The fox, they will say, is vermin, and its god
a vermin god, it will not know, poor creature,
how it is suffering – it is yourself you grieve for.
While I, being still a lover of angels, demanding
a Jacob’s ladder beyond our fields, breathed
may El Shaddai console you into that darkness.
I know there was no consolation. No fox-god came.
But at dawn, man the enemy came, stalking fields,
snares in his bag, a shotgun cocked. Poor
creatures. The gap out of life, we have learned,
is fenced over with affliction. We, too, some dusk,
will take a stone for pillow, we will lie down, snared,
on the uncaring earth. Poor creatures. Poor creatures.
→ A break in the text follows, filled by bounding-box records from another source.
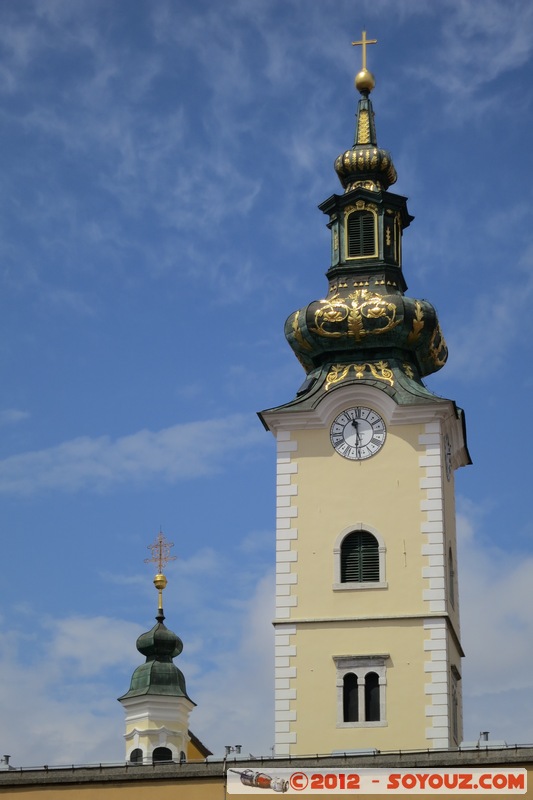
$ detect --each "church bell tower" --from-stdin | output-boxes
[118,532,196,764]
[259,33,470,755]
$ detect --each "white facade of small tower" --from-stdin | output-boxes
[120,694,194,764]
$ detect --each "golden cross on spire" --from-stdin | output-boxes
[352,31,378,69]
[144,531,176,573]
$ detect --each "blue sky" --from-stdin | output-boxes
[0,0,533,766]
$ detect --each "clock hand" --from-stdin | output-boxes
[352,419,361,447]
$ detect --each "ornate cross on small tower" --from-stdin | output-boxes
[144,531,176,572]
[352,31,378,69]
[144,531,176,622]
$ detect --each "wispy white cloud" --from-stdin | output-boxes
[0,553,274,766]
[458,501,533,744]
[0,415,264,494]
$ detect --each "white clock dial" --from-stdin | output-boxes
[444,434,452,480]
[330,406,387,461]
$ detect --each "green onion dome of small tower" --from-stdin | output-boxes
[285,32,448,403]
[119,532,190,700]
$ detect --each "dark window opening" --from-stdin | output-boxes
[152,747,172,764]
[348,211,376,258]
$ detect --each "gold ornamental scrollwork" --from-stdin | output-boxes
[325,361,394,391]
[310,289,401,342]
[407,300,425,344]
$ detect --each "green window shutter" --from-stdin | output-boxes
[341,531,379,583]
[348,211,376,258]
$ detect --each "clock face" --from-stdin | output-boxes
[330,406,387,461]
[444,434,452,480]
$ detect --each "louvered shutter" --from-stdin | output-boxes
[348,211,376,258]
[341,531,379,583]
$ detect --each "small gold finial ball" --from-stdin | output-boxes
[355,69,376,92]
[154,572,168,591]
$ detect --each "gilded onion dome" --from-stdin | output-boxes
[119,531,192,702]
[285,39,448,403]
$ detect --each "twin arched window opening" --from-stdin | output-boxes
[342,672,380,722]
[340,530,380,583]
[130,747,178,764]
[346,211,377,258]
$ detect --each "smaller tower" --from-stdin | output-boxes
[118,532,196,764]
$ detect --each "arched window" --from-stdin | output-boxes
[448,547,455,608]
[346,211,376,258]
[152,747,172,764]
[342,672,359,722]
[341,531,379,583]
[333,654,389,728]
[365,672,379,722]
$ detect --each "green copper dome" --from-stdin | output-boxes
[119,609,192,702]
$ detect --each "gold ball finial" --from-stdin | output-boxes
[355,67,376,92]
[154,572,168,592]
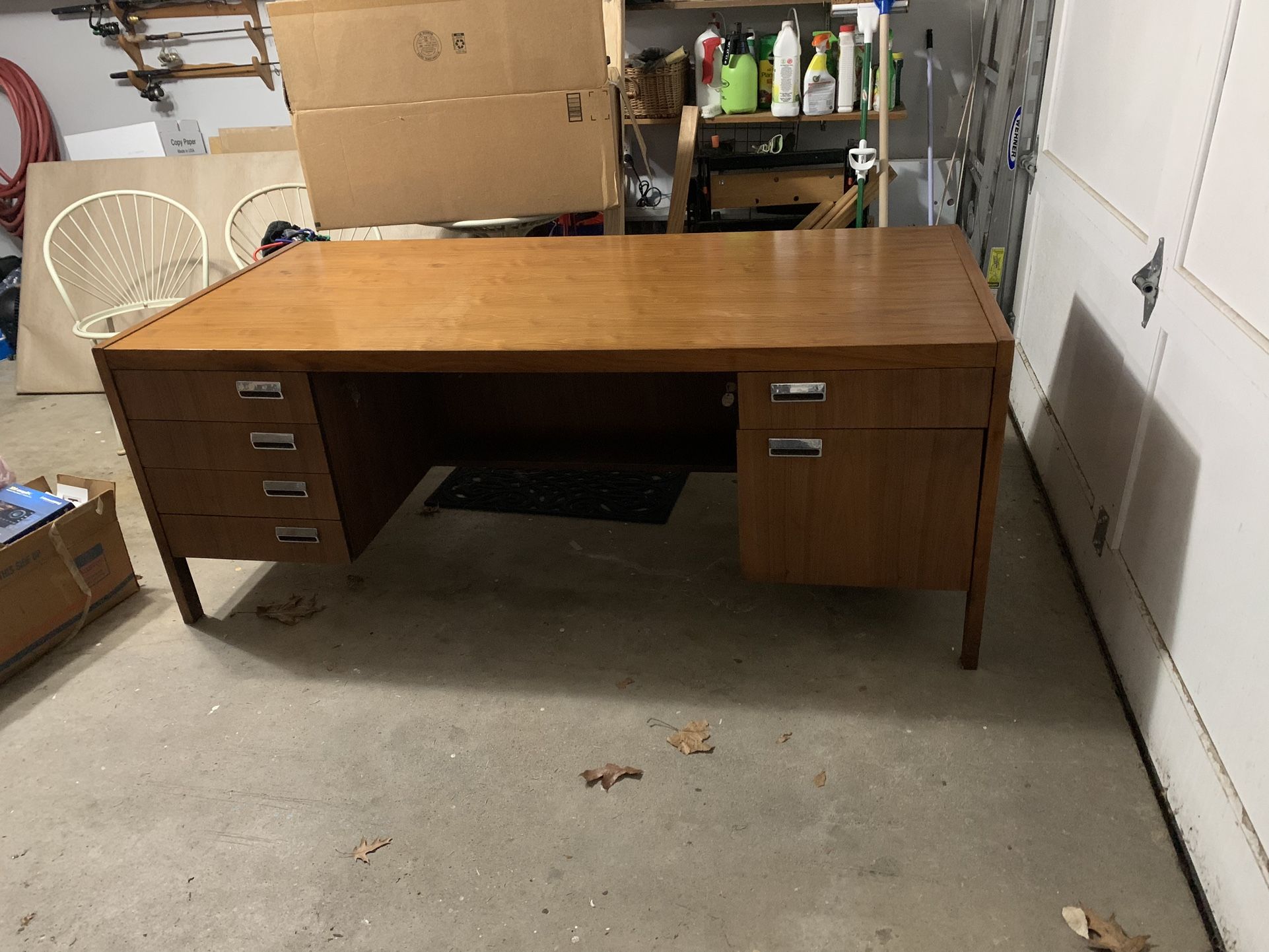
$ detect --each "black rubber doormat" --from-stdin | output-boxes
[427,466,688,526]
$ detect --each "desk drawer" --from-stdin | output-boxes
[114,370,318,423]
[737,367,992,429]
[129,420,329,472]
[146,469,339,519]
[161,516,349,562]
[736,429,984,590]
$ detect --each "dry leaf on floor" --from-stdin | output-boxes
[666,721,713,754]
[353,836,392,866]
[1062,906,1089,939]
[255,595,326,625]
[581,764,643,790]
[1062,906,1149,952]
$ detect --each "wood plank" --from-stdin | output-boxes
[114,370,318,423]
[961,339,1014,670]
[104,226,996,372]
[92,347,203,625]
[666,106,701,235]
[737,367,992,429]
[709,166,845,208]
[736,429,984,590]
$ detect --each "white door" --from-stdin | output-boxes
[1013,0,1269,949]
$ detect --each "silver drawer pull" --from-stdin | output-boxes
[772,384,829,403]
[767,439,823,457]
[235,380,283,400]
[252,433,296,450]
[264,480,308,499]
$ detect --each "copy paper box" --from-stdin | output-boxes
[269,0,608,113]
[293,89,618,228]
[0,476,137,681]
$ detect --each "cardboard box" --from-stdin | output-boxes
[294,89,618,228]
[0,476,137,681]
[207,125,296,155]
[269,0,608,112]
[0,485,73,546]
[274,0,621,228]
[66,119,207,160]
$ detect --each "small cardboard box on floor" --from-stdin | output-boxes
[0,476,137,681]
[269,0,621,228]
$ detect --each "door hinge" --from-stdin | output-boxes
[1093,506,1111,555]
[1132,238,1163,327]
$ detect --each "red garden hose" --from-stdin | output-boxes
[0,58,61,238]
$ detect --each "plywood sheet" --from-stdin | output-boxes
[18,151,447,393]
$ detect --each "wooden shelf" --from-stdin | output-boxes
[626,0,827,10]
[626,106,907,125]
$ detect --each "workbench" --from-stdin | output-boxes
[94,227,1013,667]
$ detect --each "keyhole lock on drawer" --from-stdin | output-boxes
[772,384,829,403]
[767,438,823,459]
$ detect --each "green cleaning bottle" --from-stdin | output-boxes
[722,23,757,116]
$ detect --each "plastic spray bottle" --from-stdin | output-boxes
[838,23,859,113]
[695,20,724,119]
[722,23,757,116]
[802,33,838,116]
[772,20,802,118]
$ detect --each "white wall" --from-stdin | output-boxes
[0,0,289,255]
[0,0,982,255]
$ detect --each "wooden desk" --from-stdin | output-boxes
[95,227,1013,667]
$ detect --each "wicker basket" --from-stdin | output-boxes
[623,59,688,119]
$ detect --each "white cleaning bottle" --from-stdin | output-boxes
[772,20,802,119]
[802,33,838,116]
[838,23,858,113]
[695,20,722,119]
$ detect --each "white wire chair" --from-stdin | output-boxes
[224,182,383,268]
[44,190,208,340]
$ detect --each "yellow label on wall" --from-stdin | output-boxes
[987,248,1005,288]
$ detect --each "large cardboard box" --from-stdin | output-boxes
[269,0,621,228]
[269,0,608,111]
[0,476,137,681]
[294,89,618,228]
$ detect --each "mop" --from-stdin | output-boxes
[846,0,888,228]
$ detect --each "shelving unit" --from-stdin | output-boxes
[626,107,907,125]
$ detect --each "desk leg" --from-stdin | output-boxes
[92,347,203,625]
[961,340,1014,671]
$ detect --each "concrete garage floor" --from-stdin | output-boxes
[0,363,1210,952]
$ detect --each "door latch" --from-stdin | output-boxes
[1132,238,1163,327]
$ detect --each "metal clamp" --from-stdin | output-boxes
[263,480,308,499]
[252,433,296,450]
[772,384,829,403]
[767,438,823,458]
[234,380,283,400]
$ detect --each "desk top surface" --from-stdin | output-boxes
[103,227,1010,372]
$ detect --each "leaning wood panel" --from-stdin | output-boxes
[736,429,982,590]
[114,370,318,423]
[739,367,992,429]
[131,420,327,472]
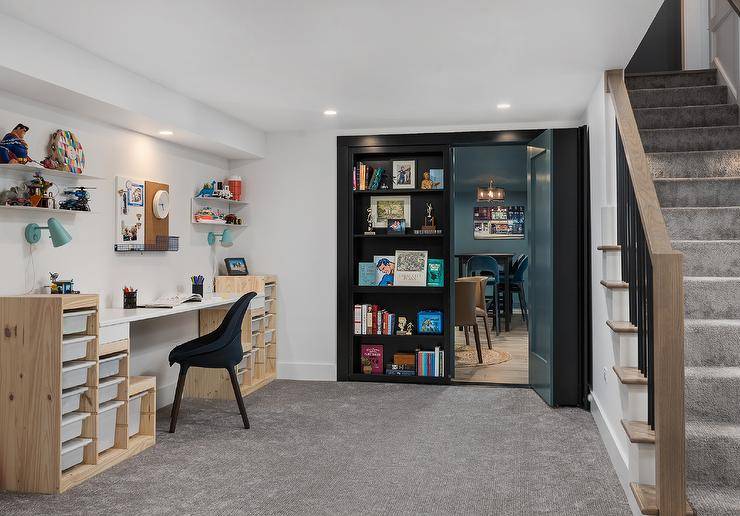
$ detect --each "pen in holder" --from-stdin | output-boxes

‘This is the way towards kindness’
he said, ‘believe me’, and I did;
I saw the small brown flecks of wisdom
like rust-drops on his hands;
six blind, sleek, mewling kittens
birth-wet and innocent of claw
he gathered into a hessian bag
with stones for travelling companions
and swung and swung it through the blue air
and out into the waters of the lake.
Sometimes still I see them scrabbling,
their snout-heads raised, their bodies
nude and shivering in an alien element,
sometimes – when I see the children,
their big, wide-open eyes unseeing,
skin stretched dry and crinkling
like leather and above them the blue sky,
that enviable sun shining – again I hear
‘this is the way towards kindness,
believe me’ and I do, I do, I do.
I was watching for the flight past
of a comet that would not pass again
for over a thousand years; I saw
only the stars and once the steady
unremarkable progress of some
man-made scrap-heap drifting across the sky;
but I was satisfied, awed once more
by the unaccountable night.
Somewhere in earth-darkness a dog
barked and fell silent. I inhaled
stars and quiet and my own minuscule standing
on the rim of the world, how the silence
that stretched before the music of the spheres
would have been an orchestra tuning up,
a strife of instruments before the symphony’s great
knock-on-the-door, or how the prolonged
vegetable and animal quiet utterly failed
when a human voice screamed from behind a hill.